Item

Abstract

The transepithelial electrical potential difference across rat rena proximal tubule was reinvestigated, using improved techniques. To diminish tip potential artefacts the microelectrodes were filled with HCO₃-Ringer's solution instead of 3 molar KCl. The error of the potential measurements with HCO₃-Ringer's microelectrodes was tested and was found to be ≤0.5 mV. A significant electrical potential profile was detected along the proximal tubular lumen under free flow. From near zero at the glomerulum the potential difference rose to −1.5 mV, lumen negative, in the first tubular loop at approximately 0.1 to 0.3 mm of tubular length. It decreased then rapidly, changed sign and attained a maximum of ca. 2.0 mV, lumen positive, at 1 mm of tubular length, after which it declined gradually to +1.6 mV in the last accessible loop.
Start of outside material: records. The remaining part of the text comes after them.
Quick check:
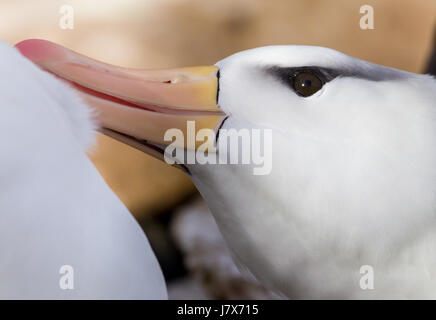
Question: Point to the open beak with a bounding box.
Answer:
[16,39,225,168]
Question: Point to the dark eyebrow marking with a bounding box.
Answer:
[265,63,408,83]
[266,66,341,89]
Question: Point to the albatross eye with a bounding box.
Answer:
[293,71,324,97]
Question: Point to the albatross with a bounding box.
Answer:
[15,40,436,299]
[0,42,167,299]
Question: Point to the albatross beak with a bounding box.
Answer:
[16,40,225,165]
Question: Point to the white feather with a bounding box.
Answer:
[0,43,167,299]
The mean of 85 punctures in intermediate and late loops was+1.8, S.D.±0.33 mV, range+1.0 to+3.2 mV. On the basis of perfusion experiments described in the subsequent paper, the lumen-negative potential difference across early loops can be explained as an active transport potential. It is caused by the presence of glucose and amino acids in the glomerular filtrate, which increase the rate of active Na⁺ absorption over that of active HCO₃ − absorption. The lumen-positive potential difference in intermediate and late loops is explained as the sum of a membrane diffusion potential arising from the shift in intratubular Cl⁻ and HCO₃ − concentrations and a small lumen-positive active transport potential from H⁺ secretion/HCO₃ − absorption.